Previous research conducted by Mason investigators and others, using people’s beliefs, behaviors and policy preferences about global warming as assessed in a national survey, identified six distinct segments of Americans, termed Global Warming’s Six Americas.
In the current research, 4C director Edward Maibach interviewed approximately one dozen people in each of the Six Americas after they read the brief essay on the human health implications of global warming. As expected, he found that members of the audience segments who already believe strongly that climate change is happening had a strong positive response to the new information, while people who are less sure if climate change is happening also found value in the information. Nearly half of the comments made by members of the “Disengaged” segment, for example, indicated that the essay reflected their personal point of view, was informative or thought-provoking or offered valuable prescriptive information on how to take action relative to climate change.

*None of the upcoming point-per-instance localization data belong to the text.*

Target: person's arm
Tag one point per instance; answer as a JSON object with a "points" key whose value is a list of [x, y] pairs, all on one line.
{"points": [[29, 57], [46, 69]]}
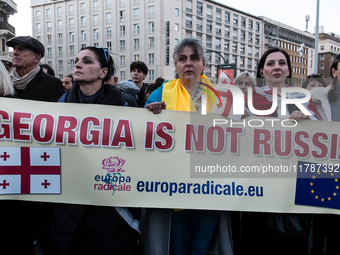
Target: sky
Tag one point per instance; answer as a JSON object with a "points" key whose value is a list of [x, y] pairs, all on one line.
{"points": [[289, 12]]}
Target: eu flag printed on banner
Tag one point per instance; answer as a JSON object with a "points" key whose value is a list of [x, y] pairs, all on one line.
{"points": [[25, 170], [318, 185]]}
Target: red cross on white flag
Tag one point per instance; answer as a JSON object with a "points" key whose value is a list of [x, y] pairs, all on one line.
{"points": [[25, 170]]}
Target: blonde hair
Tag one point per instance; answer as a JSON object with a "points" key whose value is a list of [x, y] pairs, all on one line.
{"points": [[6, 85]]}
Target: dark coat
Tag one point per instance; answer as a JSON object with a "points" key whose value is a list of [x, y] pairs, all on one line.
{"points": [[43, 87]]}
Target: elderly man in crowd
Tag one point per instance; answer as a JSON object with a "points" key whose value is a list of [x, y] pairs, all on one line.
{"points": [[19, 218], [28, 78]]}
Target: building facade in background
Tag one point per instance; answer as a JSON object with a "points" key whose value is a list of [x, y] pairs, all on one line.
{"points": [[329, 48], [146, 30], [7, 31]]}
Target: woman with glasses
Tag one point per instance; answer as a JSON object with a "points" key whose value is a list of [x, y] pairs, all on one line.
{"points": [[85, 229]]}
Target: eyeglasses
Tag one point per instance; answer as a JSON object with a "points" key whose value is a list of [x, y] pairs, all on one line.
{"points": [[106, 53]]}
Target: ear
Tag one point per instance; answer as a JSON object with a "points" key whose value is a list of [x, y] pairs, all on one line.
{"points": [[103, 73]]}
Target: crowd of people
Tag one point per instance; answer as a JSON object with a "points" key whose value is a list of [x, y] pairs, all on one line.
{"points": [[84, 229]]}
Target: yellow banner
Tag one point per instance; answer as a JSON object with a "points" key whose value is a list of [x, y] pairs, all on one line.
{"points": [[121, 156]]}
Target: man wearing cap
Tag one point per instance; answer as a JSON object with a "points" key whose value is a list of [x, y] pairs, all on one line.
{"points": [[28, 78], [19, 218]]}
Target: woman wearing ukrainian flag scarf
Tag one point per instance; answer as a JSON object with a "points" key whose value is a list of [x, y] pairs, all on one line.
{"points": [[191, 231]]}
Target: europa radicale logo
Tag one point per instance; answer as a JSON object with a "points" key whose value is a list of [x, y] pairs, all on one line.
{"points": [[113, 180]]}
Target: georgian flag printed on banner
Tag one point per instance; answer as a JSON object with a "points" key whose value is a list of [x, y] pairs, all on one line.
{"points": [[26, 170]]}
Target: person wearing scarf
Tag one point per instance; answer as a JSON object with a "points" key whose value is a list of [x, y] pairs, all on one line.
{"points": [[186, 231]]}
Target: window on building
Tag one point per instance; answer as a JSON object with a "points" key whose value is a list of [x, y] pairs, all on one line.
{"points": [[243, 22], [151, 11], [49, 52], [209, 26], [95, 5], [151, 75], [71, 23], [151, 58], [122, 45], [218, 43], [135, 14], [60, 65], [60, 51], [227, 17], [122, 75], [49, 39], [136, 29], [37, 15], [48, 13], [70, 10], [38, 28], [95, 33], [199, 9], [136, 44], [188, 21], [108, 18], [209, 11], [71, 50], [95, 19], [108, 32], [108, 4], [48, 25], [218, 14], [234, 47], [199, 24], [188, 6], [235, 20], [151, 27], [226, 45], [218, 28], [83, 21], [83, 35], [235, 31], [151, 42], [71, 37], [71, 63], [122, 15], [122, 61], [109, 46], [60, 38], [121, 30], [82, 8]]}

Moreover, about 40 percent of those people in the “Doubtful” segment had similar positive reactions to the essay.
“Re-defining climate change in public health terms should help people make connection to already familiar problems such as asthma, allergies and infectious diseases, while shifting the visualization of the issue away from remote Arctic regions and distant peoples and animals,” says Maibach. “The public health perspective offers a vision of a better, healthier future—not just a vision of an environmental disaster averted.”
The research, which was published in the latest issue of the BioMed Central Public Health journal, also provides clues about specific public health messages that might not be helpful (such as eating less meat) and points to examples or associations that might trigger counter-arguments and negative reactions.
“Many leading experts have suggested that a positive vision for the future, rather than a dire one, is precisely what has been missing from the public dialogue on climate change thus far,” says Maibach. “We believe this survey is one step in shaping a way to talk about climate change that will reach all segments of the public—not just those who already are making behavioral changes.”